Readers of Hawthorne will appreciate a bumper sticker I saw yesterday: “Wakefield: the Spirit of New England.” I believe it was an advertisement for a town in New Hampshire.

So that all might enjoy the message more fully, this week’s two-for-Tuesday provides (1.) Hawthorne’s short version of the Wakefield story, which he frames as a recollection from an “old magazine or newspaper” and (2.) the moral of that story. The latter is an eloquent and persuasive statement of the moral core of conservatism. It may also explain something of the Yankee cast of mind.
(1.) The wedded couple lived in London. The man, under pretence of going on a journey, took lodgings in the next street to his own house, and there, unheard of by his wife or friends, and without the shadow of a reason for such self-banishment, dwelt upwards of twenty years.
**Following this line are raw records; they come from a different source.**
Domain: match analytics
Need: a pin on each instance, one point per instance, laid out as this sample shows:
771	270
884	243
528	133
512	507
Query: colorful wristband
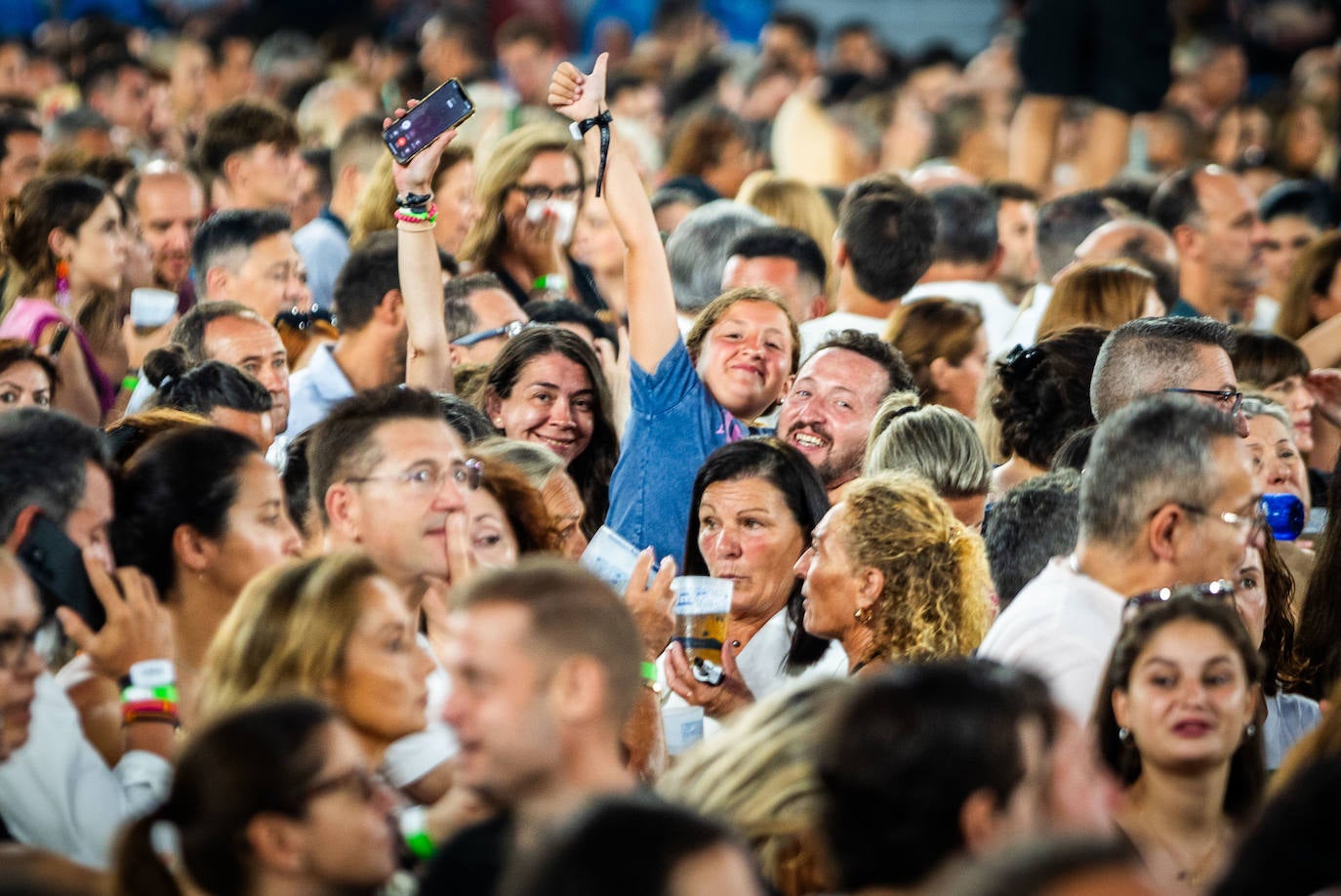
416	216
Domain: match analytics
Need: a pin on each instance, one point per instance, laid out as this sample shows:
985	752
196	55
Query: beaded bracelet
413	216
415	200
157	703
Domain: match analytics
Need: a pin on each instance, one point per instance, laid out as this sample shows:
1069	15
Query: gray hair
699	248
1151	354
1154	452
43	463
1029	525
535	462
936	443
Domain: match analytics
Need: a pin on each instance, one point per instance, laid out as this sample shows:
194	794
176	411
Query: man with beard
370	348
828	413
1212	218
169	205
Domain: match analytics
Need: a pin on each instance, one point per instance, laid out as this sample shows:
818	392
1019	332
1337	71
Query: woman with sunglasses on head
275	798
1176	723
333	630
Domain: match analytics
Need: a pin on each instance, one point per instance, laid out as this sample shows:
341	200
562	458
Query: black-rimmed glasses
427	477
1255	519
359	782
1218	591
17	645
1227	400
542	192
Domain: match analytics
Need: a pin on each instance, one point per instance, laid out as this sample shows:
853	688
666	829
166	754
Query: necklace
1191	871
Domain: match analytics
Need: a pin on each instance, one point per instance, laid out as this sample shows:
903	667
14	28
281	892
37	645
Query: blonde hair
1312	275
499	175
376	210
936	443
933	602
1096	294
286	634
792	203
933	328
757	776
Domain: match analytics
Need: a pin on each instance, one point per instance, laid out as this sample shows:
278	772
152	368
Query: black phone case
441	110
56	566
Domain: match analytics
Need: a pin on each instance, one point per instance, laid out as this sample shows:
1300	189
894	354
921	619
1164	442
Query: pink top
29	317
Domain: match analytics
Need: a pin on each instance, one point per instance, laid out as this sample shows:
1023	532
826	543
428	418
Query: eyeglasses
1243	522
359	782
427	479
544	192
1218	591
304	319
1227	400
508	330
17	645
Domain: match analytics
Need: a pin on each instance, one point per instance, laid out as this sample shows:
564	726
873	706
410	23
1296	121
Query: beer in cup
702	605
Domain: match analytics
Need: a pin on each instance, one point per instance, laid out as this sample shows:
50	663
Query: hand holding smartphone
440	111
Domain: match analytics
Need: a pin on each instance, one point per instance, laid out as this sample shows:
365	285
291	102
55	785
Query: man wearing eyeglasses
389	477
1183	355
481	315
1167	498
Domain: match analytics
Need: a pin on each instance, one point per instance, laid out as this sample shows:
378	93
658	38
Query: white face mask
563	210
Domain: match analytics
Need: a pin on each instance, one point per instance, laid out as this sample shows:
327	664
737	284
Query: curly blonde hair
933	602
286	634
757	776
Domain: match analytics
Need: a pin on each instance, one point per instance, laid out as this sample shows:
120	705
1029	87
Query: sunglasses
1219	591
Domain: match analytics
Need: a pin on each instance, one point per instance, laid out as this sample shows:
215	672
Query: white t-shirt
816	332
1061	626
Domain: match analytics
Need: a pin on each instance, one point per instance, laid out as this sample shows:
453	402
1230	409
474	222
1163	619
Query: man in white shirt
965	259
881	247
370	348
1167	498
56	789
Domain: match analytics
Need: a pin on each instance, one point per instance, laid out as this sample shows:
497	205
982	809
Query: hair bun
165	364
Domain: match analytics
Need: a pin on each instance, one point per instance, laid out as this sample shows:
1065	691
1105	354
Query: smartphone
58	343
56	566
441	110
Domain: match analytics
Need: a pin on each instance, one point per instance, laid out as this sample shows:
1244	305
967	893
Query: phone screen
441	110
56	566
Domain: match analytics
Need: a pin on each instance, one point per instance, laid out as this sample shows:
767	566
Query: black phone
58	343
56	565
441	110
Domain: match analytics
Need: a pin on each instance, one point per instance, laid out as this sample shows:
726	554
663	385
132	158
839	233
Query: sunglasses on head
1218	591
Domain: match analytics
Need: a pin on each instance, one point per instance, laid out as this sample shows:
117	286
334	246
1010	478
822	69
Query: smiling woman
546	387
66	235
1175	717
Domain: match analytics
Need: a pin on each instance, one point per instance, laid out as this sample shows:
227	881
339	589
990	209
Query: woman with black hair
1175	722
1043	398
753	506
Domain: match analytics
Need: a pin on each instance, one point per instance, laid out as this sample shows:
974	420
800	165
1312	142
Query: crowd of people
347	504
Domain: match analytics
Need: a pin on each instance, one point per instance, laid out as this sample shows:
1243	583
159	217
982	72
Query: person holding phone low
56	791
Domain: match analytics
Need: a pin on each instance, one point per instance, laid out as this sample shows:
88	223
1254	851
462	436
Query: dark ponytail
140	871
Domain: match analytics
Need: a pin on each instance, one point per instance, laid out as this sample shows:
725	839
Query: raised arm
427	358
653	328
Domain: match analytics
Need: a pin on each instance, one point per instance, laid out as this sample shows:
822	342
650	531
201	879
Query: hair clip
1024	361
During that period, he beheld his home every day, and frequently the forlorn Mrs. Wakefield. And after so great a gap in his matrimonial felicity—when his death was reckoned certain, his estate settled, his name dismissed from memory, and his wife, long, long ago, resigned to her autumnal widowhood—he entered the door one evening, quietly, as from a day’s absence, and became a loving spouce till death.

(2.) Amid the seeming confusion of our mysterious world, individuals are so nicely adjusted to a system, and systems to one another, and to a whole, that, by stepping aside for a moment, a man exposes himself to a fearful risk of losing his place forever. Like Wakefield, he may become, as it were, the Outcast of the Universe.